I should make it abundantly clear that I love my adopted hometown. It is those things that drive me the most crazy about PEI that make it so endearing. This is, of course, with one notable exception—the drivers. Never before have I encountered such a haphazard, irreverent and irresponsible subset of citizens in such a confined space. I wish I could say that I was being overly harsh, that it’s a broad generalization based on the behaviour of a few miscreant motorists, but the tendency to flaunt the rules of the road with wanton abandon is pervasive and problematic. That is not to say that all Islanders are poor drivers. PEI simply has a higher percentage of poor drivers as demonstrated by our fatality statistics.
This brings us back to this issue of trust that I have developed since relocating to the Island 18-months ago. We were, at first, mesmerized by the quaint style of motoring. Stopping at cross-walks, or to let a loitering pedestrian cross mid-block, seemed all too surreal to our Ontario-trained senses.
In the past 18 months I have experienced drivers running red lights simply because they didn’t feel like waiting any longer, traffic be damned! I have witnessed countless cars, trucks, utility vehicles and even school buses run the stop sign at the three-way intersection that doubles as a school bus stop for my children — even as we all stood at the side of the road, sans sidewalks, and watched in amazement. I have watched drivers swerve around left-turning vehicles, using the designated cycling lanes as impromptu passing lanes.

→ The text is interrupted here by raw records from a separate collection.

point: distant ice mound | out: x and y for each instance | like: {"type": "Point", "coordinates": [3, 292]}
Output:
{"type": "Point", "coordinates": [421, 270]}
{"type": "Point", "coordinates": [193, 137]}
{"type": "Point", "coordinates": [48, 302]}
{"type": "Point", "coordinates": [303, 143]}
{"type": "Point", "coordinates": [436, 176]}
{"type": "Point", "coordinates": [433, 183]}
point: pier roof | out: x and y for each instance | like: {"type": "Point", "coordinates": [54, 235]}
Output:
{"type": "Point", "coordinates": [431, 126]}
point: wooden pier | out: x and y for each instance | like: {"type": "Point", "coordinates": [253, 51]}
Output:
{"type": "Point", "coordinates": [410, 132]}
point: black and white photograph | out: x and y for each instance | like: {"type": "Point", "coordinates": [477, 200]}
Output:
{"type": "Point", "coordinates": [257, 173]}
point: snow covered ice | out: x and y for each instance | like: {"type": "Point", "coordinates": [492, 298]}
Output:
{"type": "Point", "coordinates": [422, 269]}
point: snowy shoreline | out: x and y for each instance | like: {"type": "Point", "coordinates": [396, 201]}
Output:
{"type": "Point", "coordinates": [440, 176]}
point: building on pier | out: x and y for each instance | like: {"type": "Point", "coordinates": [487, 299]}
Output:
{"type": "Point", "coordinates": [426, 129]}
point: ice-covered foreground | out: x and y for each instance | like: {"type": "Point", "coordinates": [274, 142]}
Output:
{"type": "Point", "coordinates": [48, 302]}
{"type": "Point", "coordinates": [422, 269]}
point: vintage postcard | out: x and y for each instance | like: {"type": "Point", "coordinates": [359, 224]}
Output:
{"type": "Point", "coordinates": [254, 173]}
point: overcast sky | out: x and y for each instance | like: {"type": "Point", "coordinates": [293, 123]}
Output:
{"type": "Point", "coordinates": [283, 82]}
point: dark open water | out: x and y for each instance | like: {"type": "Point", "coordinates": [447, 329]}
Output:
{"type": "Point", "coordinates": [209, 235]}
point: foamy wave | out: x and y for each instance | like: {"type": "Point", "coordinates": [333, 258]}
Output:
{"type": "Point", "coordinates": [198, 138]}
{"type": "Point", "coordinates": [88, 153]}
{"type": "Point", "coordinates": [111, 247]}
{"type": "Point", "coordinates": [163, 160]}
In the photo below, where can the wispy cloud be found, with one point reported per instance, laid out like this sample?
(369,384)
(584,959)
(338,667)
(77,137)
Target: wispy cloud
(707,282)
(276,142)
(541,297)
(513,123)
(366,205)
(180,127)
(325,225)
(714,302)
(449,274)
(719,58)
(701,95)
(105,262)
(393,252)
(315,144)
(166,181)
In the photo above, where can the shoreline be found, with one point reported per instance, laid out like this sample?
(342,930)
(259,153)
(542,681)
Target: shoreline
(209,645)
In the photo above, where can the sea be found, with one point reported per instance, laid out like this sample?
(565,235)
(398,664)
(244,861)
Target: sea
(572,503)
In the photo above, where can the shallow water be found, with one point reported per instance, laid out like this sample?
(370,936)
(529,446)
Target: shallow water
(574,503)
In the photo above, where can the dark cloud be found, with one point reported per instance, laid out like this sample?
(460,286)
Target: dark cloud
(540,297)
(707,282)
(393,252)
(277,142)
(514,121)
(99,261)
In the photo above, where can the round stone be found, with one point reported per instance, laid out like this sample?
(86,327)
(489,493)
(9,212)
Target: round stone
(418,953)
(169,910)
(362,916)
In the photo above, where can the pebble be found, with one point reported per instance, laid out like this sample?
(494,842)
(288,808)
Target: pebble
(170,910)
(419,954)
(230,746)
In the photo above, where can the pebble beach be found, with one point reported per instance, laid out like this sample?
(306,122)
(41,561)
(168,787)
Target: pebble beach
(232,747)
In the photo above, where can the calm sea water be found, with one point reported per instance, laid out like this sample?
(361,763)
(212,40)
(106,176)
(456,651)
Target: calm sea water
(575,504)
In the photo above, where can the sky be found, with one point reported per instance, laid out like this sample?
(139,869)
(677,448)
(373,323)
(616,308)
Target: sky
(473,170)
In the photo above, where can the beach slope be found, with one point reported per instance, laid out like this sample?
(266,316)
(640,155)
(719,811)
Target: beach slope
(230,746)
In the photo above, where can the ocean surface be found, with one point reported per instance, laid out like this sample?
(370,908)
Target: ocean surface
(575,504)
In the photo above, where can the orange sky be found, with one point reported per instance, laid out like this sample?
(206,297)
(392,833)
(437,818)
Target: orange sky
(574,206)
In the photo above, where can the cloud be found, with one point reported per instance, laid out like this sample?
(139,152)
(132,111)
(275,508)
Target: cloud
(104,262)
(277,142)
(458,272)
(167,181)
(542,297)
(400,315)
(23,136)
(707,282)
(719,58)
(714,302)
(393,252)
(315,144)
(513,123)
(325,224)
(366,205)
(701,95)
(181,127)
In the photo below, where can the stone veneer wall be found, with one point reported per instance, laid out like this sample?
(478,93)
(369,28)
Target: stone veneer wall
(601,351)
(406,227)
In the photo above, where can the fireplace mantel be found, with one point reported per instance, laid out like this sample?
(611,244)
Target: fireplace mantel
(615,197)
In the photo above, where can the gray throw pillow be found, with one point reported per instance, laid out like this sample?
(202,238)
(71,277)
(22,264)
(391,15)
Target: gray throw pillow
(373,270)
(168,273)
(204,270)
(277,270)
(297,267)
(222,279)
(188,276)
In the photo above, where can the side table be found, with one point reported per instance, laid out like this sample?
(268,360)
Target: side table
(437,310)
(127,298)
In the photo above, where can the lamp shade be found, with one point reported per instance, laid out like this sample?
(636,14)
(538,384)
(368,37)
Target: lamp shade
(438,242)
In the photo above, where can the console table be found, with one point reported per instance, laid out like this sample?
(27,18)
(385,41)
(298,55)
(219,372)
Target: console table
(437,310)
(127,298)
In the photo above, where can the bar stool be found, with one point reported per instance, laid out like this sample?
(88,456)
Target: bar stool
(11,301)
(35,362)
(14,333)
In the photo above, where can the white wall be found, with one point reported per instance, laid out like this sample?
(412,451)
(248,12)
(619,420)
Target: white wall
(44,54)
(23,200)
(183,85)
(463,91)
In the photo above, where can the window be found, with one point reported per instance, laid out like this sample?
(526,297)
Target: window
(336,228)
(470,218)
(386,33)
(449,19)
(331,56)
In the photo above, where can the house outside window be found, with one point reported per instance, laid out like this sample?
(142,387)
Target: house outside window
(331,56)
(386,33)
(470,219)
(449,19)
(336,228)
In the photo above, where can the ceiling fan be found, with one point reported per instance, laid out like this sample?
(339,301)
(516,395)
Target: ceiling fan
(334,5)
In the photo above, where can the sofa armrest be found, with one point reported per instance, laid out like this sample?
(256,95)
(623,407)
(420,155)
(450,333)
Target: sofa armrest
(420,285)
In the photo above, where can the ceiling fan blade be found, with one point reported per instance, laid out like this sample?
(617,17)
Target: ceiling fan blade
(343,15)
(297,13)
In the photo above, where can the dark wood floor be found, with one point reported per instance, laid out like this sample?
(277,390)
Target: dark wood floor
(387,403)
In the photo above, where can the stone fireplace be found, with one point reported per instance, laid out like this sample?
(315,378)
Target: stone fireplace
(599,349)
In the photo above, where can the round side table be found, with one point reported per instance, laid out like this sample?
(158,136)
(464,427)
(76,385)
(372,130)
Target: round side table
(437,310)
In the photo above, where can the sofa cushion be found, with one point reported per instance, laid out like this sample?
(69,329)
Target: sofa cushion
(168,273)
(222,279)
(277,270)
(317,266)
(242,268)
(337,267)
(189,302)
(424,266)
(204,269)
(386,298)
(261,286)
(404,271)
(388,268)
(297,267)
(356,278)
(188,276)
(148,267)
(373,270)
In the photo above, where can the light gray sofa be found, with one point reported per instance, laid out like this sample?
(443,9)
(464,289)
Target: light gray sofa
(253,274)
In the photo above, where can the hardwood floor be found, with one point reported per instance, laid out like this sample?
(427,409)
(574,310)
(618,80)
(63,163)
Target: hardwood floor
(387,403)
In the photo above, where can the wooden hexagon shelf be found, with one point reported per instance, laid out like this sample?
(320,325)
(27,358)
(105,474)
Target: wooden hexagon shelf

I have even watched, much to my dismay, a distracted driver run a cyclist off the road without so much as a tap of the brakes. (Check out this handy-dandy Google Map for locations of these events, and then add your own!)
Let’s get back to that issue of trust. Island drivers are their own worst enemy. Their conscious — and it has to be a conscious choice to drive full-tilt through a three-way intersection with vehicles, pedestrians, or both, waiting for their turn to proceed — endangers both drivers and their fellow citizens. More importantly, it violates that trust that we are instilled with from a young age that people stop at stop signs, red lights, and for emergency vehicles. It is that violation of trust that is so maddening and disappointing.
I am, by nature, a fairly trusting fellow. I like to believe that people are inherently good, that there is hope in the world, and that peace really does have a chance. Those ideals make the reality that some Islanders turn into raving lunatics when behind the wheel of an automobile so much harder to tolerate and accept. I don’t have an answer to the problem of the auto superiority complex that consumes so many drivers here, but something has to change before PEI overtakes the Yukon in traffic fatalities. Perhaps it is the words of a fellow Islander that haunt me to the point of breaking: when complaining about the disregard for the stop signs in my neighbourhood this well-meaning Islander responded, “Maybe we should just take the signs down so people don’t have to run them anymore.” Yeah, I’ve got trust issues.